[v1] EDAC, armv8: Add Cache Error Reporting driver for ARMv8 processors

From: James Morse <james.morse@arm.com>
To: Kyle Yan <kyan@codeaurora.org>
Cc: Mark Rutland <mark.rutland@arm.com>,
	linux-edac@vger.kernel.org, mchehab@kernel.org, bp@alien8.de,
	linux-arm-kernel@lists.infradead.org, suzuki.poulose@arm.com
Subject: [v1] EDAC, armv8: Add Cache Error Reporting driver for ARMv8 processors
Date: Fri, 19 Jan 2018 15:16:37 +0000	[thread overview]
Message-ID: <5A620BD5.9030205@arm.com> (raw)

Hi Kyle,

On 18/01/18 01:19, Kyle Yan wrote:
> On 2018-01-16 05:11, James Morse wrote:
>> On 16/01/18 01:00, Kyle Yan wrote:
>>> On 2018-01-15 06:44, Mark Rutland wrote:
>>>> On Fri, Jan 12, 2018 at 04:50:26PM -0800, Kyle Yan wrote:
>>>>> Interrupt based EDAC driver for ARMv8 processors that implement
>>>>> RAS for error detection of CPU caches and lso allows optional polling
>>>>> of error syndrome registers if interrupts are not supported.
>>>>
>>>> Is this using the architectural RAS extensions, or something specific to
>>>> QC CPUs? It would be good to call this out explicitly.
>>>>
>>>> If it's the latter, this needs rewording to be clear that this is
>>>> specific to QC CPUs, and is not a generic ARMv8 feature.
>>
>>> This is not specific to QC CPUs and looks at the system registers defined by the
>>> RAS extensions.

[...]

>>>>> diff --git a/drivers/edac/armv8_edac.c b/drivers/edac/armv8_edac.c
>>>>> new file mode 100644

>>>>> +static void init_regs_on_cpu(bool all_cpus)

[...]

>>>>> +    write_errselr_el1(1);
>>>>> +    initialize_registers(NULL);
>>
>> You seem to magically-know that this 'record 1' is shared between all CPUs and
>> visible via the cpu interface.
>>
> Yes this portion (and coming to the realization that a lot of other parts) of the
> code is specific to our topology. Is there any way to detect this?

No, we are going to need DT/ACPI data to tell us the topology.

To know if a record is shared or CPU-private, we have the ERRDEVAFF 'Device
Affinity Register', but this is only accessible via the memory-map, which also
groups records by node/device. DT/ACPI will have to tell us where the entries in
the memory-map are.

Pairing up memory-map node/devices with indexes in the cpu interface registers
is something I'm currently trying to get my head around.

> ERRIDR reports
> how many records there are but not what each record is for. Without this
> information,
> not sure how there could be a generic interrupt based driver.

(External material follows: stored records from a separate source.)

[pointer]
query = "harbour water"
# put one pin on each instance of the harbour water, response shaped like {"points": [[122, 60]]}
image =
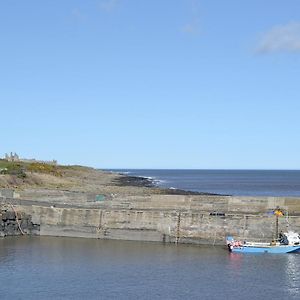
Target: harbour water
{"points": [[75, 268], [227, 182]]}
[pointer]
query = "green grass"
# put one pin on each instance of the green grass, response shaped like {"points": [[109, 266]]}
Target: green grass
{"points": [[20, 168]]}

Which interrupts a node/device generates (and how) is another piece of per
node/device data we need.

Do we need to know what sort of node/device the records are for in advance?

We will probably need some infrastructure to parse the DT/ACPI tables and enable
and register the appropriate interrupts. I would like any kernel-first
external-abort RAS code to have a list of the nodes that generate 'in band'
notifications, so we don't have to walk them all. If we can know the
cpu-affinity, we can make the list shorter and per-cpu.

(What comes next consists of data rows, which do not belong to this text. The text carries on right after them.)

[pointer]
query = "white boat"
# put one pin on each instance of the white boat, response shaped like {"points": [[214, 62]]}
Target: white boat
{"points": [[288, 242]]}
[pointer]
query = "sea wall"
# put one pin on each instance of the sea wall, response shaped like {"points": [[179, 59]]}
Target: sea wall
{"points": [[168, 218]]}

Once we have that infrastructure, a driver can register to handle the
architected cache errors. We don't need to know what sort of records a
node/device generates until one shows up. (I assume caches can also generate
timeouts and bus errors).

I think you need to know the record types in advance because you are polling
those records. I can't see a way of determining which node/devices are caches,
so if we need this information, it will have to come from ACPI/DT.

[ ...]

> I should probably amend a previous statement about this all being defined in
> RAS. Didn't realize this initially
> but as you have mentioned, even though the registers are architected, the
> decoding/bits within the registers are
> implementation defined.
> So within the driver, some of the "magically known"
> values are because as it is right now,
> the decodings and some behavior is specific to our implementation.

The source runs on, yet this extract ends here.